Polls Begin to Open in US, with Millions to Cast Their Ballots to Elect Next President
TEHRAN (Tasnim) – Millions of Americans are starting to cast their ballots Tuesday as polling stations begin to open across the US with the future of the American presidency coming down to a nail-biter race between Democratic candidate Kamala Harris and Republican nominee Donald Trump.
The first polls began to open at 5 a.m. Eastern Time (1000GMT) in some parts of Vermont, but the first major wave of openings happened at 6 a.m. Eastern (1100GMT) with stations opening their doors in Connecticut, New Jersey, New York, and Virginia, as well as parts of Kentucky and Maine, Anadolu Agency reported.
North Carolina, Ohio, and West Virginia open at 6.30 a.m. Eastern Time (1130GMT).
Additional waves of openings will roll out across the US as the day goes on, with polls opening last in the state of Hawaii at noon Eastern Time (1700GMT). Closures will begin in some states at 7 p.m. Eastern (0000GMT Wednesday), with Alaska remaining open the longest, until 1 a.m. Eastern Time Wednesday (0600GMT).
Anyone who is in line at the time polls officially close will be allowed to cast their ballots, however, meaning stations are likely to remain open beyond their official closure time as long as voters remain in line.
Nearly 83 million people cast early ballots in this year's election cycle by mail or in-person voting, according to data from the University of Florida's Election Lab. That is far short of the over 101 million who did so in 2020, when the US was in the throes of the COVID-19 pandemic.
As of Monday, Trump and Harris were locked in a virtual dead heat nationally, with Harris just +0.1% ahead with 48.7% and Trump at 48.6%, according to a compilation of polling compiled by the RealClearPolitics website.
But rather than national support, the race is all but certain to come down to seven key battleground states – Arizona, Georgia, Michigan, Nevada, Pennsylvania, North Carolina, and Wisconsin – where the nominees are facing similarly narrow contests with spreads well within the polls' margins of error.
Trump's lead is greatest in Arizona, where he is up by 2.8%, followed by Georgia (+1.3%), North Carolina (+1.2%), Nevada (+.06%), and Pennsylvania (+0.4%). Harris continues to lead in Michigan (+0.5%) and Wisconsin (+0.4%).
The polls have margins of error of between roughly 3%-5%.
Both candidates spent the final week before the election campaigning hard in the states, with Harris visiting Pennsylvania for a series of rallies in multiple cities Monday and Trump spending the day there before a late-night rally in Grand Rapids, Michigan.

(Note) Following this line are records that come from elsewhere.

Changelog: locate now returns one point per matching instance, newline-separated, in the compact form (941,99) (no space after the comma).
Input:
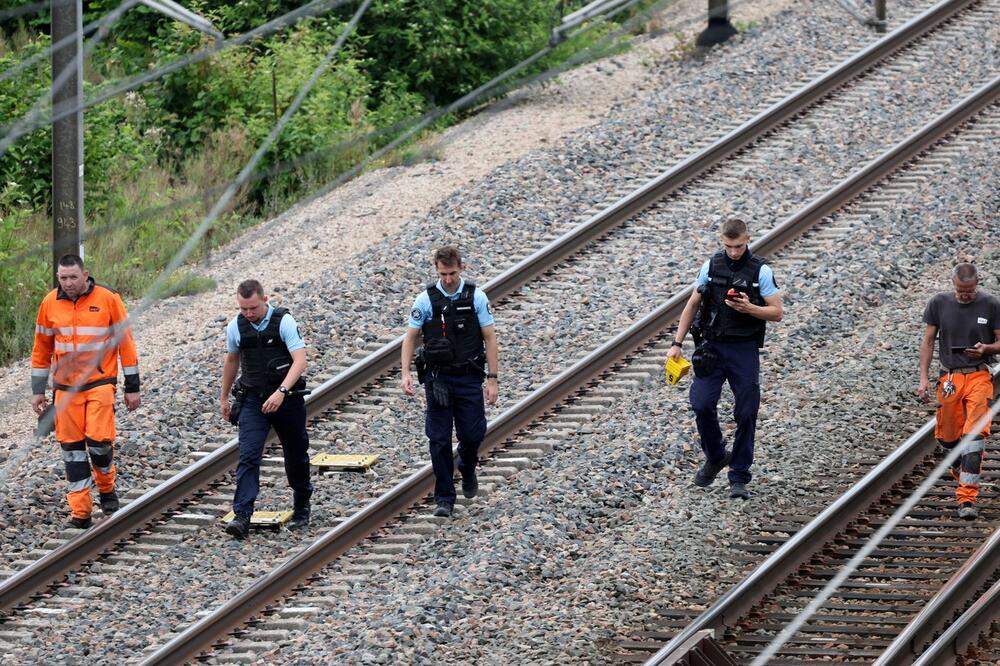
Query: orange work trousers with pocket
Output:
(85,430)
(957,416)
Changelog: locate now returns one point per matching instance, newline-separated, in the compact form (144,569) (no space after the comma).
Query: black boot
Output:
(109,502)
(79,523)
(300,516)
(239,526)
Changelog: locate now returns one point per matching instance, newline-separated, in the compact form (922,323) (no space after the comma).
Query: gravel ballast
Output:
(513,206)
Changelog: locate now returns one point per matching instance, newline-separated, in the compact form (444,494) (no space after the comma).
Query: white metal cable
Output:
(154,290)
(27,122)
(872,543)
(405,125)
(33,8)
(21,127)
(484,90)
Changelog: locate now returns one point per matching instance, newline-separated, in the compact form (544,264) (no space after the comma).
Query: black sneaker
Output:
(470,485)
(109,502)
(80,523)
(707,472)
(967,511)
(300,517)
(239,526)
(739,490)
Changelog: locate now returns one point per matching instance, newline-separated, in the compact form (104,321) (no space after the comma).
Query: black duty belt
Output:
(457,370)
(84,387)
(966,371)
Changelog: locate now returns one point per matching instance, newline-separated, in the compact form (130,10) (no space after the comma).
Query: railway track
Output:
(358,388)
(905,592)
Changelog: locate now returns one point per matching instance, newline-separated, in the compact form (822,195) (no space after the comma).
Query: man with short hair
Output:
(460,350)
(966,321)
(735,296)
(80,332)
(264,344)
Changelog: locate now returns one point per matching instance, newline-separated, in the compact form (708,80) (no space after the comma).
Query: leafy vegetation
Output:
(158,157)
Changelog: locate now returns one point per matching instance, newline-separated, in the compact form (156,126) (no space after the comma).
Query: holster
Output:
(421,365)
(236,406)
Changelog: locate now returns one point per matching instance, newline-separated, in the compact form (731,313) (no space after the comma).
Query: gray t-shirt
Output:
(963,325)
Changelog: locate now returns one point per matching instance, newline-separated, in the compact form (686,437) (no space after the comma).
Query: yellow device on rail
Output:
(677,368)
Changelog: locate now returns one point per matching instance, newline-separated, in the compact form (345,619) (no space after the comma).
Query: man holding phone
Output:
(966,322)
(735,296)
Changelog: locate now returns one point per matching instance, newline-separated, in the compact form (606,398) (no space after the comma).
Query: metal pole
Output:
(880,22)
(719,28)
(67,133)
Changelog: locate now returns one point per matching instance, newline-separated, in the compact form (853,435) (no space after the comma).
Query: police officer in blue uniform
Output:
(735,296)
(459,351)
(264,344)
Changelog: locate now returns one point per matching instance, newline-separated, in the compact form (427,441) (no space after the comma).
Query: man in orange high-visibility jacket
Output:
(81,329)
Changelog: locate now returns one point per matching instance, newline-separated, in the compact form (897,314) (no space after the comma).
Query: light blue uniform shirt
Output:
(766,277)
(289,331)
(422,310)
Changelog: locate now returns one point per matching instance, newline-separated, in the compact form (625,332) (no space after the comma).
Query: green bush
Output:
(154,155)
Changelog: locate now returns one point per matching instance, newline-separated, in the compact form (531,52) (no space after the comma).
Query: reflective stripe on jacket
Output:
(76,340)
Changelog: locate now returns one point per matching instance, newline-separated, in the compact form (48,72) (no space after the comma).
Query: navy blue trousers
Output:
(467,413)
(289,423)
(739,364)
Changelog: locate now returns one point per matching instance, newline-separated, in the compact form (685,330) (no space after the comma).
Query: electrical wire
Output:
(406,125)
(32,121)
(154,291)
(26,123)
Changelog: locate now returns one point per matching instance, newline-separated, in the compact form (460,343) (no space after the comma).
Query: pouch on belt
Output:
(704,360)
(676,369)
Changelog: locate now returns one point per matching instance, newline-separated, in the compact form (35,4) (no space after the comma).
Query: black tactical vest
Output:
(264,358)
(456,321)
(716,320)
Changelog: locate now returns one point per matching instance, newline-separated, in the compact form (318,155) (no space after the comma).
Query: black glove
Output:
(440,393)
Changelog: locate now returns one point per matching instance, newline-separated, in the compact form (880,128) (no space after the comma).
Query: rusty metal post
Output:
(880,13)
(67,133)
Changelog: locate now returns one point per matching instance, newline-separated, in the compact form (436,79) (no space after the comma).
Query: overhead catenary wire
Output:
(26,123)
(96,232)
(33,8)
(23,126)
(490,88)
(154,290)
(14,70)
(814,605)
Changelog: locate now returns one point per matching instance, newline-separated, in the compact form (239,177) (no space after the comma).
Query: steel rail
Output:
(151,505)
(776,568)
(965,630)
(279,582)
(961,587)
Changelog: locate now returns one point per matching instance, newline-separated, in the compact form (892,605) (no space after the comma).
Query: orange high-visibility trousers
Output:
(85,430)
(957,416)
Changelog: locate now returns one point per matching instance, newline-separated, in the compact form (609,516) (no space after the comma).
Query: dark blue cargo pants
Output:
(467,413)
(289,423)
(739,364)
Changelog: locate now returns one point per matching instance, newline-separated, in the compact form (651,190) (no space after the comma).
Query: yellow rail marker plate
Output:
(263,518)
(344,462)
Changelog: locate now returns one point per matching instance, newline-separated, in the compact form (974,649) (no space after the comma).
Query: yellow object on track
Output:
(677,368)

It is highly unlikely that major media organizations will declare a victor Tuesday night, as had been the norm up until 2020, due to the closeness of the races in the battleground states.
Battleground states are pivotal because the US does not directly elect its presidents. Instead, the process plays out via the Electoral College, where 538 representatives cast their ballots in line with their states’ outcomes.
Either candidate needs to secure 270 Electoral College votes to claim victory. Electors are allocated to states based on their population, and most states give all of their electors to whichever candidate wins the state in the general vote.
The winner-take-all model is not followed in Nebraska and Maine, however, which instead allocate their votes based on the outcome in congressional districts, as well as the state’s popular vote winner.
Further down the ballot, voters will determine the composition of the next US Congress.
In the Senate, 34 seats are up for election. Senators are elected to six-year terms and one-third are elected every two years. Roughly four of the races are considered toss-ups, including contests in Michigan, Ohio, Pennsylvania, and Wisconsin, which are currently held by Democrats.
Republicans are slightly favored to win numerical control of the Senate, but whoever emerges victorious will be left to navigate a precarious razor-thin majority. In the 100-seat Senate, due to procedural rules, parties often need 60 rather than just 50 votes to pass legislation.
All 435 seats in the House of Representatives are up for election, and as with the Senate, most forecasts have the chamber near-evenly split. Just a couple of dozen competitive elections will determine whether Republicans or Democrats will control the House.
At the state and local levels, voters will decide on a range of initiatives and races, from school boards to state-level ballot measures that can hold the weight of law. A total of 11 governor’s races across the nation are being contested.